I wish I could have pulled out a laptop and written a post in the middle of rehearsal today; there were so many inspiring moments that I wanted to put into words! We soloists are placed on a raised platform in front of the chorus but behind the orchestra, and from that position we are completely bathed in the incredible sounds created by the musicians around us. Our fellow soloists are top-notch, and the four of us have really enjoyed working together, creating ornaments “by committee” and singing along with our favorite choruses. (Tomorrow during the performance we will have to sit and listen quietly, so we got it out of our systems today.)
B and I really haven’t worked together that often since we’ve been together, and it is nice to have our most trusted pair of ears right there to encourage and support us. I listen for things I know B will want to know about, and vice versa. We can exchange a look that tells each other exactly what we need to know about how we did. On breaks, of course, we put those looks into words, and take the other’s advice or encouragement into the next performance. I love it.
(NB: Soon we will get to announce that we will be singing together again! Sometime in 2013, and in an opera very near and dear to our hearts. Stay tuned...)
The conductor of this group was a Masters student at UGA when I was an undergrad, so he has known my voice from its early days of development. I was a music education major when we met, and he remembers telling me that I should consider switching to performance. His instinct was correct, it seems, for here I am, lo these many years later, making my living - and raising my family - in classical music.

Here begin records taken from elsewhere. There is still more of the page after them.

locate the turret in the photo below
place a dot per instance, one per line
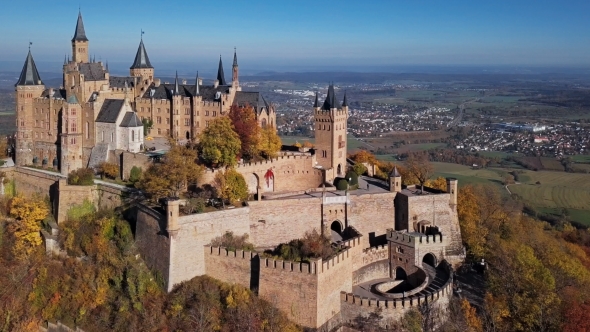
(80, 42)
(28, 87)
(142, 68)
(452, 189)
(220, 75)
(395, 181)
(235, 71)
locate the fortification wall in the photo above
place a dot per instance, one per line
(372, 215)
(230, 266)
(291, 171)
(187, 254)
(277, 221)
(354, 306)
(153, 241)
(292, 288)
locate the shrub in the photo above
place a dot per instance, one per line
(81, 177)
(359, 168)
(135, 174)
(109, 170)
(354, 178)
(232, 242)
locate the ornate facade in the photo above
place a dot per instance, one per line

No matter what your profession, it’s hard to raise a toddler. They are complex and constantly changing creatures, with so many needs - not the least of which is a relatively consistent routine. My poor little guy (PLG, as we call him); just when he gets used to things being a certain way, we up and relocate to Dallas or Richmond or Atlanta for a few days. We have several basic routines that we do our best to replicate - morning, bedtime, naps - but so much is different. Sometimes I feel guilty, sometimes I feel lucky (nothing entertains a toddler quite as much as a new place to explore!). And how do I know if his fussiness is related to regular toddler issues - teething, tummy problems, separation anxiety - and how much is due to a new environment? How do I know if he’s whining because his tummy hurts or because he’s still distraught from being apart from us today? B3 has been in a church child care situation while we’ve been here, and that has been brutal. He cries as if he’s dying both when we drop him and and when we pick him up, but he has a great time in between! I know it’s the sort of thing he would get used to if it was an everyday routine, but for now, for a short term arrangement, it’s just hard for all of us.
Tomorrow we will get dressed up a little early and go get our picture taken by the Christmas tree in the hotel lobby. Henry has a little one-piece tux that I can’t wait to see him in! I love having my whole family here on this gig; when I am alone in a hotel room in Hong Kong in a few weeks, I will remember this time and wish they were with me.
Even if it meant cleaning poop out of the tub.